Digital Wallet - Paymo Solution
Let's define the constraints of the problem. It is needed the batch input file to have the origin/dest ID. Although, I have consider the date for comparison purpose, for optimized version date has been ignored. Also, it is not relevant to consider the amount, or if it is positive amount, or the message. Therefore, amount and message are ignored too.
The solution has been implemented using C/C++. You can compile the file using the Makefile in /src folder. You will need g++ 5.0 or higher for compilation process. This test has been tested in Linux Ubuntu 14, and Mac OS X Sierra 10.12.1
For each element in paymo_stream.txt file, we select the "origin" input Id, and the "dest" input id.
If there was a previous transaction, then trusted. Otherwise, unverified. There are two version for this feature, unoptimized and optimized. The optimized version is set by default since it provides better runtime execution. The unoptimized uses vector as structure to traverse stream data and batch date. The optimized version uses hashTable leveraging unordered_map STL structure from C++, it is highly optimized to run millions of data points. Testing 3M data points in a batch of 4M, it takes less than 2 seconds in a low_end CPU.
If there was a previous transaction, then trusted. Otherwise, check the friends of origin, and the friends of dest, and check intersection between the two sets of friends. If there is intersection, then trusted. Otherwise, unverified.

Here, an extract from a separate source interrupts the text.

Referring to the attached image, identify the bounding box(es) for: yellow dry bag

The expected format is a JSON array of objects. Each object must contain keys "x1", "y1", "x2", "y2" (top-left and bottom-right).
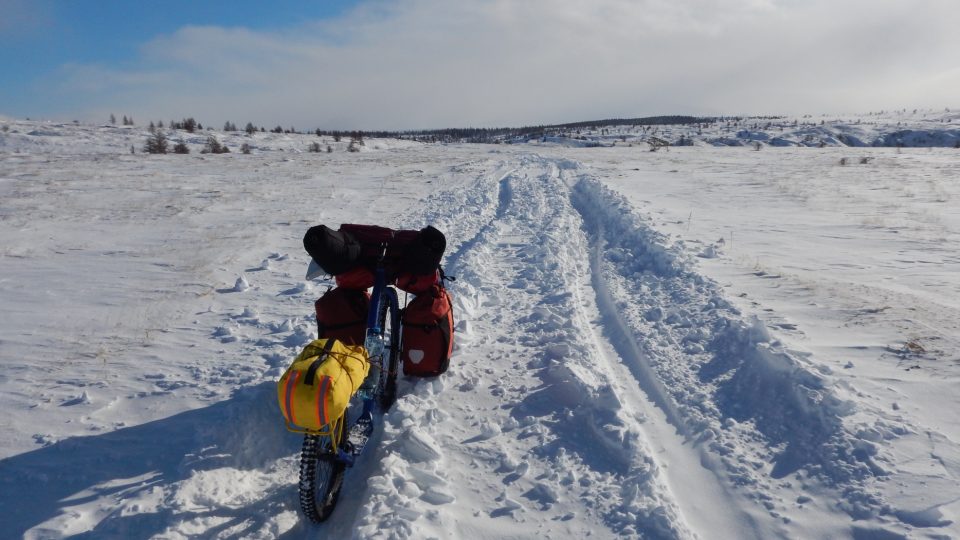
[{"x1": 277, "y1": 338, "x2": 369, "y2": 433}]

There are also two versions of this feature. Unoptimized uses vector structure. And optimized version uses hashtable leveraging unordered_map<int , vector>, where int is the key, and vector are the transactions performed.
We can apply graph structure here, and using Dikjstra algorithm, check if the shortest path between "origin" and "dest" is less than equal to four, then trusted. Otherwise, unverified. There are two versions of this features as well. The unoptimized uses graph structure leveraging vector, where node is struct defined by "value" (key), and vector which represents adj list of edges from "value" to other nodes. I created batch graph using this approach, and implemente Dikjstra algorithm. The time performance is not so good, that is why I decided to move to hashtable leveraging STL unordered_map<int, vector>, where int reprensets the key value, and vector the adj list of edges from key value to other nodes.